One could also question whether pixel-peeping a 42 Mpixel image is a realistic way to test a macro lens. Admittedly, web publication rarely needs more than 4-5 Mpixels of real resolution, and images to be printed on paper at sizes and quality common on scientific journals rarely need more than 1-2 Mpixels. On the other hand, with full-frame camera sensors currently heading toward 100 Mpixels, such tests are now feasible, and there are indeed lenses that satisfy these requirements - albeit most often they are expensive, special-purpose lenses that need to be adapted for use on a camera, rather than ready-to-use camera lenses. Also, the usefulness of being able to strongly crop an image in post-processing while keeping an acceptable image quality should not be underestimated.
As a whole, it cannot be denied that something is wrong with the Sony 90 mm at 1x, since it is marketed as a macro lens capable of this magnification.

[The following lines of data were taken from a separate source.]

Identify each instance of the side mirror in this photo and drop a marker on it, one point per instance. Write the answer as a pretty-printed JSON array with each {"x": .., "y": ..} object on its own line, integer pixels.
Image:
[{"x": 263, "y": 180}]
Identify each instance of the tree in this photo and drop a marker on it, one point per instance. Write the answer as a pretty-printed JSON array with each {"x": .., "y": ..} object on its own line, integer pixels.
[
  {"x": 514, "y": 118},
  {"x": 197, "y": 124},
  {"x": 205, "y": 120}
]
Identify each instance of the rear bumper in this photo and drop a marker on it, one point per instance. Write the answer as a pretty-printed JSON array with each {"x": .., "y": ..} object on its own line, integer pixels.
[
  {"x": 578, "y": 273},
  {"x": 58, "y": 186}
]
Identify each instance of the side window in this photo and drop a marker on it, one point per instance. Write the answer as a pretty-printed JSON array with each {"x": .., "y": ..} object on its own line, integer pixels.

In fact, it is currently Sony's only full-frame macro lens in the premium G (not GM) line. Its failings are visible on all current Sony Alpha cameras, so most users of this lens do become aware of its limitations. It is also remarkable that the Laowa 100 mm, costing only half as much, provides a clearly better image quality. Hopefully, we will eventually see a better macro lens from Sony.
The Laowa 100 mm delivers a remarkably good image quality at a reasonable price, and reaches 2x effortlessly and with a reasonably high working distance. At 1x it produces a significantly better amount of detail than the Sony 90 mm f/2.8 G macro. I recommend the Laowa 100 mm as a nearly ideal full-frame lens for magnifications up to 2x. This lens is also a good complement to the magnification range of the Laowa 25 mm f/2.8 2.5-5x macro, with the two lenses providing an almost uninterrupted range of magnifications from infinity focus to 5x.